You should separate the idea of the symmetry group from the spacetime somewhat. What I mean is, you seem to be hung up on thinking of SO(3) as the group of isometries of 3-space and maybe SO(3,1) as the isometries of Minkowski space (maybe you didn't know that last part but it's true), and therefore thinking you need a larger spacetime to have SO(d+1,1).

However, it is not necessarily the case that the symmetry group of a theory in d spatial dimensions and n timelike dimensions is SO(d,n). It happens to be true for Euclidean space and Minkowski space without conformal invariance, so that prejudices us.

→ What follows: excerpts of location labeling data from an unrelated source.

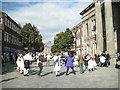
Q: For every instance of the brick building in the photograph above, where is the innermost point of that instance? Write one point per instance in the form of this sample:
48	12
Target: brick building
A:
77	32
10	34
101	27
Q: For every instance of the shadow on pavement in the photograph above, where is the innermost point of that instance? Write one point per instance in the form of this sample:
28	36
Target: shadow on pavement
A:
46	74
8	79
62	73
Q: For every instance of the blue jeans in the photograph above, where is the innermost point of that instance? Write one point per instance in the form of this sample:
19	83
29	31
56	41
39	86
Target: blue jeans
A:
68	70
81	67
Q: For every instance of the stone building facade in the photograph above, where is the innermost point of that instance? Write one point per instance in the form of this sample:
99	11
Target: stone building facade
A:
101	27
10	33
77	32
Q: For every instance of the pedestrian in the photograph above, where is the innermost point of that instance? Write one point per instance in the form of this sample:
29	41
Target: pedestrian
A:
97	59
48	59
90	63
27	57
57	65
80	63
107	62
2	57
102	60
20	63
69	64
86	58
11	59
40	65
75	63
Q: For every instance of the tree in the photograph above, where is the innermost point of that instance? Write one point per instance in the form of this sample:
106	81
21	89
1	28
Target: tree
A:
63	41
30	37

But really, it's just a prejudice to assume that the (maximal) symmetry group is SO(d,n). I mean, it is true in most of the QFTs we first learn. And furthermore, in theories with conformal invariance, SO(d,n) is contained as a subgroup, and we didn't need to worry about whether it was part of a larger group when we were learning QFT.

I think there is one mistake in Frederic's answer. The conformal group in d spatial and n timelike dimensions is SO(d+1,n+1). So a CFT in 4-D Euclidean space is a rep of SO(5,1) and in 4-D Minkowski space is a rep of SO(4,2).

One very interesting thing about all this: you might ask, what is a spacetime where SO(4,2) really is just generalized rotations (as opposed to rotations + SCTs + dilatations)? Well, $AdS_5$ is one! This might be your first clue towards the existence of the AdS-CFT correspondence! A CFT in 3+1-dimensional spacetime obeys the same algebra as the isometries of $AdS_5$. See "ANTI-DE SITTER SPACE" by Ingemar Bengtsson - pages 1-5 give a nice concise introduction to AdS spacetime and it's isometries.